In the case of Electrolux, the CEO is John Case, and his assistant is Susan.  I called and Susan answered, and she immediately got Jackie, the customer service manager, on the line.

Jackie told me that the original response ("we cannost assist  you") was something I should not have heard.  The CSR should have at the very least offered to sell me the part.  Jackie took notes, shipped me a replacement part advising that the installation was very simple and I thought I was done.

That was 4 weeks ago.The part arrived - and close examination revealed that it did not simply snap on.  A screw held a retaining plate over the part.

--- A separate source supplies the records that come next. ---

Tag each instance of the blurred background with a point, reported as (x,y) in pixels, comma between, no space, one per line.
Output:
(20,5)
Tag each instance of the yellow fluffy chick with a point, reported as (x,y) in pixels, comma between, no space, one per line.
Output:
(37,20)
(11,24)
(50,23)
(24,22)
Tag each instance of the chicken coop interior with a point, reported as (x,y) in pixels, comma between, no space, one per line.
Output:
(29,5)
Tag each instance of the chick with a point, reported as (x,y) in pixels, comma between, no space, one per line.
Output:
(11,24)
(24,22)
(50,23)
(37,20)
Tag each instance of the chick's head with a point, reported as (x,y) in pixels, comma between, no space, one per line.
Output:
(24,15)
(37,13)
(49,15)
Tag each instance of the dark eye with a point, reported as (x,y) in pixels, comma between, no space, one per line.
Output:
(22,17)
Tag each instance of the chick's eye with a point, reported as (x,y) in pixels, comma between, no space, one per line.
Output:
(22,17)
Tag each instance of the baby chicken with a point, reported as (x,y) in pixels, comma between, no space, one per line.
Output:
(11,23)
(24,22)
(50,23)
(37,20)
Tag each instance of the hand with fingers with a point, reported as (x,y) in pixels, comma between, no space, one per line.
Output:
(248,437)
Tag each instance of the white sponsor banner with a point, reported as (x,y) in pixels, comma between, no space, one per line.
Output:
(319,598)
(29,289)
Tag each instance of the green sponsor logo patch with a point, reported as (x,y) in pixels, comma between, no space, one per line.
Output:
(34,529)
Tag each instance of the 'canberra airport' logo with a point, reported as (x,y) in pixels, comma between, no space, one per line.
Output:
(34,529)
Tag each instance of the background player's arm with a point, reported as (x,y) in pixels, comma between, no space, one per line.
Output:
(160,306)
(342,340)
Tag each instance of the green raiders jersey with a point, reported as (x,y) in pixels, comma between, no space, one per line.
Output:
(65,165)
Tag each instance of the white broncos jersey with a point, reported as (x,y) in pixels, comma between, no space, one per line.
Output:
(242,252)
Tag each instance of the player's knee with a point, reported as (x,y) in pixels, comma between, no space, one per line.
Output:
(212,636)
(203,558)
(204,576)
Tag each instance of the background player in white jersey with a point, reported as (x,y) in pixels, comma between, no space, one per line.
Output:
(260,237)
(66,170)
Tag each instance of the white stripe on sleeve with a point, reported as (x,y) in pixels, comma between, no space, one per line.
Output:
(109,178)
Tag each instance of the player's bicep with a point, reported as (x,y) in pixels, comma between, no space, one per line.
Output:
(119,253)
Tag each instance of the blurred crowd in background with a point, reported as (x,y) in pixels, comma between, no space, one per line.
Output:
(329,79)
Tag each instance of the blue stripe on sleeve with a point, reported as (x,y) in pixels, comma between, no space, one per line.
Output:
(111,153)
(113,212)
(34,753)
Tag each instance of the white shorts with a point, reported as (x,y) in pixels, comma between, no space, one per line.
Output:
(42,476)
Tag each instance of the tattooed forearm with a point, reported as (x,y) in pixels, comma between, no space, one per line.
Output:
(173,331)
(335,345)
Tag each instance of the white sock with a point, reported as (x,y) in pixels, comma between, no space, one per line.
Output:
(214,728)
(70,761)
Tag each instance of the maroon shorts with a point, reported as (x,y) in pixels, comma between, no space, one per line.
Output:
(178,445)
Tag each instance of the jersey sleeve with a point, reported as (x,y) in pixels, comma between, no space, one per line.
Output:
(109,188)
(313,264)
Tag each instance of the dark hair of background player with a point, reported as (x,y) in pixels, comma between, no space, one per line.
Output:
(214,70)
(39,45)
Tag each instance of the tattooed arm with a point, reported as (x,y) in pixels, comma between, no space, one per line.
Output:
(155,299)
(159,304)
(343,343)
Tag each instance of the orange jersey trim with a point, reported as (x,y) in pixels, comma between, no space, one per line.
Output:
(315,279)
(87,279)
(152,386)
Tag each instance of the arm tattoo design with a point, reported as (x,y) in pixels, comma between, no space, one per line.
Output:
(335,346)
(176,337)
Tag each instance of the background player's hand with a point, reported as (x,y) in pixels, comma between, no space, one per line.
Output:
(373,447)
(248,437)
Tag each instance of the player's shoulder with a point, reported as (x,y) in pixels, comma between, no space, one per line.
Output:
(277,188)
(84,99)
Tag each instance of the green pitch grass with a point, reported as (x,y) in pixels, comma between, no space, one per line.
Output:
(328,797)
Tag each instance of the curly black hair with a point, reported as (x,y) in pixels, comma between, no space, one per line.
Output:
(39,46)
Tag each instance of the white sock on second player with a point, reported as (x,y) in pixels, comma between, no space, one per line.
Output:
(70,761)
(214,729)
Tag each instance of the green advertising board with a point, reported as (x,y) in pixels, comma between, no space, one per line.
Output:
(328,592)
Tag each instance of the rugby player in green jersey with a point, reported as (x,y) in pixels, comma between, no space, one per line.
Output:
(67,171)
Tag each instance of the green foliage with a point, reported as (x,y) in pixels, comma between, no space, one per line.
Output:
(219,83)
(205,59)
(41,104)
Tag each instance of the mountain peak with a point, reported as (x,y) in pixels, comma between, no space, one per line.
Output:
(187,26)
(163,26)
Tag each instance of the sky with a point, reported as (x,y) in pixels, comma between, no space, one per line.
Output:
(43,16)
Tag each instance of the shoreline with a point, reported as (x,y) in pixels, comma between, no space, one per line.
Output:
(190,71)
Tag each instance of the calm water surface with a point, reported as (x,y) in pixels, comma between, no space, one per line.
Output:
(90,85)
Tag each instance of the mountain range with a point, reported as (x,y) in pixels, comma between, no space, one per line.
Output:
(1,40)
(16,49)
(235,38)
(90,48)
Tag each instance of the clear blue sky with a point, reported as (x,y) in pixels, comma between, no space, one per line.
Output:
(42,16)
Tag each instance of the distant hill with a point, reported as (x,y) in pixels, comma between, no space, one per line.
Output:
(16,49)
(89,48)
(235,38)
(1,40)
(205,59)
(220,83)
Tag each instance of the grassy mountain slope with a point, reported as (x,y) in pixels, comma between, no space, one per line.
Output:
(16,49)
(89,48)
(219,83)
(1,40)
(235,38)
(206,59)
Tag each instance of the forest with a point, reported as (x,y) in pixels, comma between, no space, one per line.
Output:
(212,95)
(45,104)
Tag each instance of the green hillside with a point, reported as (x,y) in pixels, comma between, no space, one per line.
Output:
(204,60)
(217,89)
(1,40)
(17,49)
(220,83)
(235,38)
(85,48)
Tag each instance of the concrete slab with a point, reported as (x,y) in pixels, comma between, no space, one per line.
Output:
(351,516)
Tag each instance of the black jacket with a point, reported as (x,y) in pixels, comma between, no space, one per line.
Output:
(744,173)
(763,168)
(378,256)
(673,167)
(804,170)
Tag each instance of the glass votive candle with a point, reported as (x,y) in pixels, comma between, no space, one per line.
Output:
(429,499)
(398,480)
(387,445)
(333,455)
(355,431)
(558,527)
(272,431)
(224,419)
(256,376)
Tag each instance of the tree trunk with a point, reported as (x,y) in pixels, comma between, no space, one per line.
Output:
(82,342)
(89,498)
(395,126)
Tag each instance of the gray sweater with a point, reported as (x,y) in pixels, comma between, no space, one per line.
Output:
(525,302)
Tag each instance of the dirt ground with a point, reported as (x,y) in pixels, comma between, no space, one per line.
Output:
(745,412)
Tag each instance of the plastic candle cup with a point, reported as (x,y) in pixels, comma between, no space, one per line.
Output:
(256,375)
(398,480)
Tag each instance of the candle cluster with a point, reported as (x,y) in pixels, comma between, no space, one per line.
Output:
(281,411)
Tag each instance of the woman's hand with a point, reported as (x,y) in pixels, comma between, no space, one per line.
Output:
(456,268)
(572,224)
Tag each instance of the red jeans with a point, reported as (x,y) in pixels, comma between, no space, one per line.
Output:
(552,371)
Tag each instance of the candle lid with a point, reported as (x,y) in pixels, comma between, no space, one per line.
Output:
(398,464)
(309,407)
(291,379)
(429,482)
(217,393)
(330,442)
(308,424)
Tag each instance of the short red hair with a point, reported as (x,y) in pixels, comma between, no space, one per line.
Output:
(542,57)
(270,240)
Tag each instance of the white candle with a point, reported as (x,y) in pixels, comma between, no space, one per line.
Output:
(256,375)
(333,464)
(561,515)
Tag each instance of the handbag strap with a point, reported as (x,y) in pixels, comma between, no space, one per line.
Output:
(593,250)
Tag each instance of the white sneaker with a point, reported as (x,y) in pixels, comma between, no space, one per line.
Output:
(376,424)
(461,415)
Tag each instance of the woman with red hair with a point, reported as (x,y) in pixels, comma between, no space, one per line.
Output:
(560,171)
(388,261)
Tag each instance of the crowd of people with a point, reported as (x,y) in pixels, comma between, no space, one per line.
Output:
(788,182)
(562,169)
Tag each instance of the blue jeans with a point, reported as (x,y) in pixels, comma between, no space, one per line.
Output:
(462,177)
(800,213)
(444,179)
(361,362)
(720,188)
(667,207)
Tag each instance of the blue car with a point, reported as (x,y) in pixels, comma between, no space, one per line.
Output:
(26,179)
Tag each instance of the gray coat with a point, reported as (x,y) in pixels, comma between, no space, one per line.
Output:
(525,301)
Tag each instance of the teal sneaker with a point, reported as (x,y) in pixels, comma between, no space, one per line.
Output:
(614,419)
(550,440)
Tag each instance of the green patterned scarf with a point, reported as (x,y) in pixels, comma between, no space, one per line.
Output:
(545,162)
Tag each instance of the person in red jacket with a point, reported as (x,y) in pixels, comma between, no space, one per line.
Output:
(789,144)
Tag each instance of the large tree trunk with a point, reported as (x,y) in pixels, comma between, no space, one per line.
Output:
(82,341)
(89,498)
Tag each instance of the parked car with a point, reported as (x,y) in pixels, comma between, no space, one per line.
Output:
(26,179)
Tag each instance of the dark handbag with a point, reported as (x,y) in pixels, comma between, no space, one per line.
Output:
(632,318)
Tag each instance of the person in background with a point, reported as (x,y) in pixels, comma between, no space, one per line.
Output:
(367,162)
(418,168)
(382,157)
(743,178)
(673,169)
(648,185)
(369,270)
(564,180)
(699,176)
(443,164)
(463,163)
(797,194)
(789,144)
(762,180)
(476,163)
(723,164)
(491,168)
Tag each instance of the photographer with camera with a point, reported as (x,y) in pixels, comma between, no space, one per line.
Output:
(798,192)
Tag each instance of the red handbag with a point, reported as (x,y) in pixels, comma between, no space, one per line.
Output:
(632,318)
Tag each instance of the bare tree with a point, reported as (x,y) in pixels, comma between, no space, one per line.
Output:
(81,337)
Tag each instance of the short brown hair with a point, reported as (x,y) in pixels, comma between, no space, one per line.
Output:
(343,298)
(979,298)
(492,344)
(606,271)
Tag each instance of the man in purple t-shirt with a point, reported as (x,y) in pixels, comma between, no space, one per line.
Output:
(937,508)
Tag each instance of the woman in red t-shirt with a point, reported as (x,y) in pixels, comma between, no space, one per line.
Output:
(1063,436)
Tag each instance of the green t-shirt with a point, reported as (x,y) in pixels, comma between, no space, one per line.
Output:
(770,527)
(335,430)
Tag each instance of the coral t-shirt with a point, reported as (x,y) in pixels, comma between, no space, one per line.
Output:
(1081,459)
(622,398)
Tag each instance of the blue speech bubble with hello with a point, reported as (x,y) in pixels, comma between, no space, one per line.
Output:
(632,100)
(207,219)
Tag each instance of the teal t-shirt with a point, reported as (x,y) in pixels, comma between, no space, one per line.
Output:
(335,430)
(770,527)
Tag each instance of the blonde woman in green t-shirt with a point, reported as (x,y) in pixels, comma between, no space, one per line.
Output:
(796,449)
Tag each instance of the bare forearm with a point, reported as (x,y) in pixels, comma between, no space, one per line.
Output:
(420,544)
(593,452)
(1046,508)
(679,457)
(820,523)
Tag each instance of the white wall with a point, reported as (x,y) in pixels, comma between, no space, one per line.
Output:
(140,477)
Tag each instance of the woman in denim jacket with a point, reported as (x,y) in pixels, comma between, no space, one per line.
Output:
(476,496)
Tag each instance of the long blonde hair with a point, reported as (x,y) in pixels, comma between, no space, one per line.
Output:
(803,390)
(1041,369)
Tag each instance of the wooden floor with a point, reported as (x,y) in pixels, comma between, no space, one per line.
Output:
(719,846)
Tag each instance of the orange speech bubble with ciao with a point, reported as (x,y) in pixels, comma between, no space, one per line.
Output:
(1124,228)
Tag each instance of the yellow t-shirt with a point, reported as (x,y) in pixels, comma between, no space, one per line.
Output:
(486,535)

But it was not an ordinary screw, I called back to find out what type of screw this was and the person at the call center had absolutely no idea.  He pulled out the same vacuum to look - and advised that the screw was "stripped."

He promised to find out - and call the next day.

We never heard from him again.

I called again a few days later.  I didn't want to buy the wrong screwdriver, and wasn't anxious to lug the vacuum cleaner around to a hardware store in search for the appropriate tool.  

So I called Susan again.  Ten minutes later, someone else from Jackie's office called.  She didn't know either.  But she promised to find out.  In the meantime, to make up for the inconvenience, she offered to send me a few accessories - an offer which I readily accepted.

Eventually Susan called back.  It was a TORX 20 screw, she explained very apologetically.  I asked her if this information was to be added to a knowledge base somewhere so that her colleagues in the call center would have this information available in the future.  She wasn't sure but she would bring it up.

I would estimate that the handling of my enquiry cost Electrolux at least $160 (consisting of three hours of people's time, the accessories, and shipping costs).  It also made me question whether purchasing from Electrolux was the right decision.  Admittedly, aside from the first person in the call center, everyone was very nice but they were also rather ineffectual.

What's more worrisome is that there is a high likelihood that the next person who calls and enquires about the same screw will not get his question answered.